No dia a dia, a percepção de cada ente da rede, seja governamental ou não governamental, acaba sendo influenciada e pode se tornar viesada em função daquilo que chega como demanda urgente, interesses políticos, necessidades mal assumidas e mesmo pelo desejo de fazer alguma diferença.
Qualquer sistema precisa, de vez em quando, dar uma parada para “colocar a cabeça para fora d’água” e “olhar de cima a floresta toda” para reorientar o pensamento, acalmar o coração e dar força à vontade, requisitos para persistir na garantia dos direitos daqueles que realmente nos interessam: as crianças e os adolescentes.
O modo como vemos a realidade também determina a realidade tal como ela é. Certa vez, passei uma tarde com os conselheiros de uma cidade do interior de Minas Gerais ouvindo eles comentarem como os jovens eram relapsos e preguiçosos.

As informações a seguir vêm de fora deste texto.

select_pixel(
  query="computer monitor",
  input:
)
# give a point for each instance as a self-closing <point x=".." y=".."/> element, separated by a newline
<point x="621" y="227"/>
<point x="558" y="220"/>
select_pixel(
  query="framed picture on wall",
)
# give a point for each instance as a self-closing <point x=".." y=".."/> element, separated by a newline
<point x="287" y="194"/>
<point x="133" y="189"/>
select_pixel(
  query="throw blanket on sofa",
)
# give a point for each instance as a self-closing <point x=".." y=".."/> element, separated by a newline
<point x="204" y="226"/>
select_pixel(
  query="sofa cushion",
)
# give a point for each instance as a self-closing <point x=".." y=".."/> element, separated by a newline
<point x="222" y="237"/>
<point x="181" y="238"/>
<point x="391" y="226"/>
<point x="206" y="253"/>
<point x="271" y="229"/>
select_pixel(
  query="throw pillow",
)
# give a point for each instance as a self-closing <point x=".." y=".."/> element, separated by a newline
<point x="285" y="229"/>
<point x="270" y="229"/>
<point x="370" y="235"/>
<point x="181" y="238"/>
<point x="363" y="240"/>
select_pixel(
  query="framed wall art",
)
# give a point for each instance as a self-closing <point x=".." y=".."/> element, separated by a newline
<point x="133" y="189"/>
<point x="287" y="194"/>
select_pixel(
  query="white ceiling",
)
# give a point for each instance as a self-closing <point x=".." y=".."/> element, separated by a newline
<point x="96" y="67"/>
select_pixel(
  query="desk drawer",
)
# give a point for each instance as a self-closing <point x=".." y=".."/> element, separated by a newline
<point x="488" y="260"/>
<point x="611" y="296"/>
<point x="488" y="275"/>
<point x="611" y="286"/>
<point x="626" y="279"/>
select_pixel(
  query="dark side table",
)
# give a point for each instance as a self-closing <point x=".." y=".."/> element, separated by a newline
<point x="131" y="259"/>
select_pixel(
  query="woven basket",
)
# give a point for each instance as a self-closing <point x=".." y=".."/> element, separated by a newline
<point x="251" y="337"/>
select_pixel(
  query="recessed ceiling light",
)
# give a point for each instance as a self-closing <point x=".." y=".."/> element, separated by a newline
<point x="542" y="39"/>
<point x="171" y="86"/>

Com esse olhar, a principal política que eles cogitavam para a cidade era de combate às drogas.
Felizmente, alguém sugeriu fazerem uma pesquisa com os próprios jovens, pois eles não estavam ali representados.
Com isso, descobriram que os jovens queriam muito praticar esportes e participar de atividades culturais, mas a cidade não tinha nem espaços, nem oportunidades para isso. Aquela cidade simplesmente havia “esquecido” os jovens nas últimas décadas e nenhuma política tinha sido adotada com relação a eles. Ou seja, eles descobriram que, ao contrário do que pensavam inicialmente, não eram os jovens que não queriam nada, era justamente o oposto: a cidade é que não queria nada com eles, há muito tempo!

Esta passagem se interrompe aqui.